With the establishment of the AEC, the integrated ASEAN market of over 600 million people will be wide open to small and medium-sized enterprises (SMEs). If Indonesia's SMEs can control the domestic market, then they will control 40 per cent of the ASEAN market.
Further measures have been implemented by the government to enhance the ability of SMEs to compete in the ASEAN market by, among other things, providing them with easy access to capital and information, enhancing their human resources capacity and acquisition of knowledge and technology.
Given the poor quality of human resources that will potentially hamper competition in the global market, the government has pledged to make a continual effort to develop and empower SMEs, with a focus on the enhancement of human resources and product standards so as to increase product competitiveness.

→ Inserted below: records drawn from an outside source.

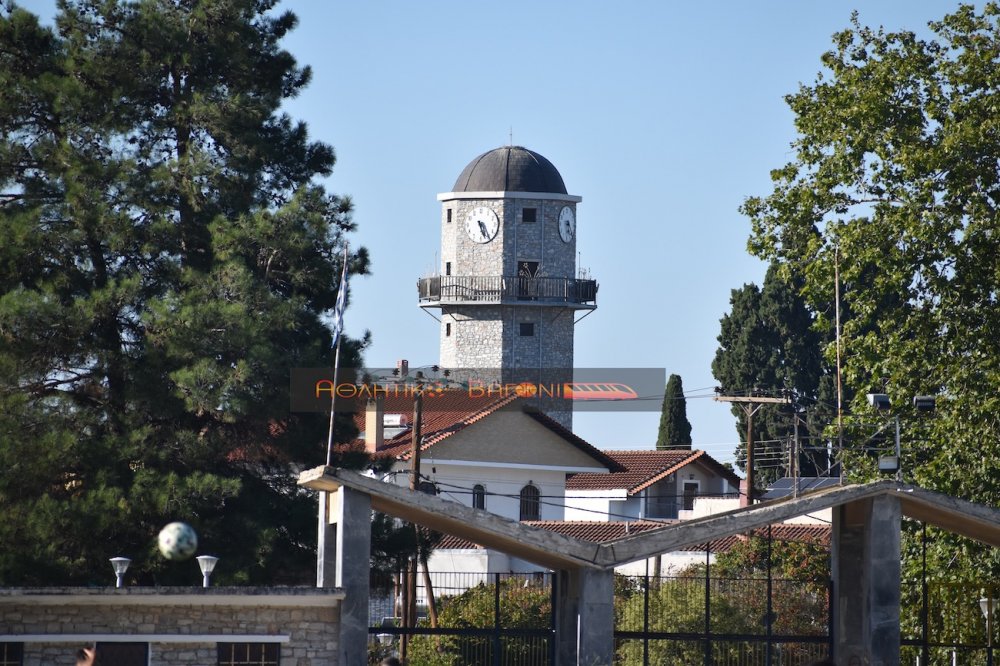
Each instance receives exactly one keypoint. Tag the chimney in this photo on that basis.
(374, 426)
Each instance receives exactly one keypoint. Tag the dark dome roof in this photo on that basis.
(510, 169)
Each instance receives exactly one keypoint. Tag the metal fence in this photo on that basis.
(720, 621)
(498, 619)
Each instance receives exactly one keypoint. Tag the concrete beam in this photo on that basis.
(738, 521)
(542, 547)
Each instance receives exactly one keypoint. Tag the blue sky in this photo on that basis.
(662, 115)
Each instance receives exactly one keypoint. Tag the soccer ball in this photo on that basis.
(178, 541)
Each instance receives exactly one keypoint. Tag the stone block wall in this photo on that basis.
(180, 625)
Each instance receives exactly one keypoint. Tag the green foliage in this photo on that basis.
(165, 259)
(895, 178)
(520, 608)
(737, 603)
(675, 429)
(768, 346)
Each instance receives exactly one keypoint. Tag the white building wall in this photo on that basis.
(591, 504)
(503, 485)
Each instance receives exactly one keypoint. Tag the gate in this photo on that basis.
(500, 619)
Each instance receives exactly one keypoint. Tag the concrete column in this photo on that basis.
(351, 510)
(585, 617)
(866, 577)
(326, 544)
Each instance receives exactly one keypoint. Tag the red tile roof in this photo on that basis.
(642, 469)
(450, 411)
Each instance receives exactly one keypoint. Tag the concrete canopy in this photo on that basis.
(542, 547)
(557, 551)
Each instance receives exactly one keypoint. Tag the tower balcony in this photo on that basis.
(513, 290)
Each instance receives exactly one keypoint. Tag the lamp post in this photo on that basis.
(120, 565)
(987, 604)
(207, 564)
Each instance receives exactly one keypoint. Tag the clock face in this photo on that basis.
(482, 224)
(567, 224)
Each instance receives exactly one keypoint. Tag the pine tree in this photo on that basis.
(675, 429)
(165, 259)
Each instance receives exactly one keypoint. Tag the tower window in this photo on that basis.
(530, 503)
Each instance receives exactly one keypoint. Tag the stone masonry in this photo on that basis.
(181, 625)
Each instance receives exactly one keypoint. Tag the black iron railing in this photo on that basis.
(500, 289)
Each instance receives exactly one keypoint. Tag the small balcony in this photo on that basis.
(492, 289)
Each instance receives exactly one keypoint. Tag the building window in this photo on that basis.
(244, 654)
(691, 489)
(530, 504)
(11, 654)
(122, 654)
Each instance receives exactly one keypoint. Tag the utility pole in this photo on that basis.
(750, 405)
(410, 595)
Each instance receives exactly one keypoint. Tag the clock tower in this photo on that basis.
(508, 287)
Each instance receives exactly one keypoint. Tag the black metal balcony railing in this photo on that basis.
(500, 289)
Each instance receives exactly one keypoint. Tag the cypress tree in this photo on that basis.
(675, 429)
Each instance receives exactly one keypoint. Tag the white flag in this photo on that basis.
(338, 309)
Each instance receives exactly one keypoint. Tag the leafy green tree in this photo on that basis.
(894, 181)
(768, 346)
(165, 258)
(675, 429)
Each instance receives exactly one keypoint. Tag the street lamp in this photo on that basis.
(120, 565)
(207, 564)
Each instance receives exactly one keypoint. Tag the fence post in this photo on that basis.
(553, 622)
(496, 619)
(708, 604)
(645, 618)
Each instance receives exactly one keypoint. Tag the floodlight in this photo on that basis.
(888, 463)
(879, 401)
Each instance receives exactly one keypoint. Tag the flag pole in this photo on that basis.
(333, 404)
(325, 557)
(338, 326)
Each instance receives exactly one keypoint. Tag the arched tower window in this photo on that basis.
(478, 497)
(530, 503)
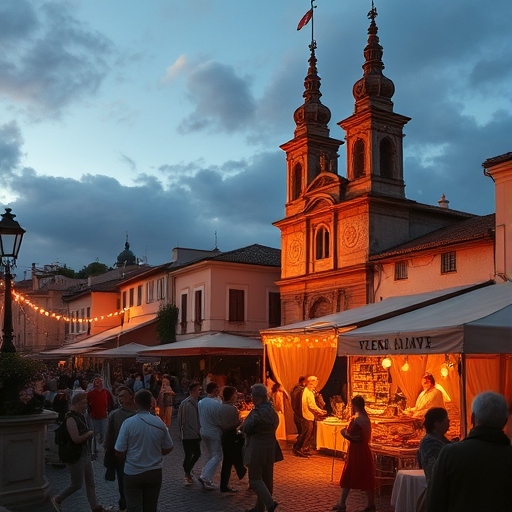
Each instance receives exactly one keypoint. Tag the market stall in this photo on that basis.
(311, 347)
(465, 342)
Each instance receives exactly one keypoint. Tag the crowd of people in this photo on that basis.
(132, 423)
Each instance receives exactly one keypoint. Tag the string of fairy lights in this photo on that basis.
(20, 299)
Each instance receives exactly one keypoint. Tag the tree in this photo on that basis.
(167, 318)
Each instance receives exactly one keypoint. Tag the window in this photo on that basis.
(198, 305)
(160, 288)
(150, 291)
(386, 158)
(236, 305)
(296, 182)
(183, 313)
(322, 243)
(358, 159)
(400, 270)
(274, 309)
(448, 262)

On top of that, the government is also striving to speed up technology transfers to allow Indonesia's SMEs to be more innovative, which is integral to compete with foreign SMEs. It is important that Indonesia's SMEs acquire information technology and communications to boost their competitiveness in facing the increasingly tight competition.
Other solutions the government has proposed to potential issues that may arise in the AEC include changing the focus of the economy from consumption to production so as to reduce spending and increase income and enhancing the competitiveness of certain products to increase the customer demand for things that Indonesia produces with guaranteed quality.
It is also important to diversify and raise the added value of feedstock from abundant natural resources into exportoriented products and to boost the competitiveness of human resources because the key to the country's advancement is not the wealth of its natural resources, but its human resources and how prepared university graduates are of competing at the ASEAN level.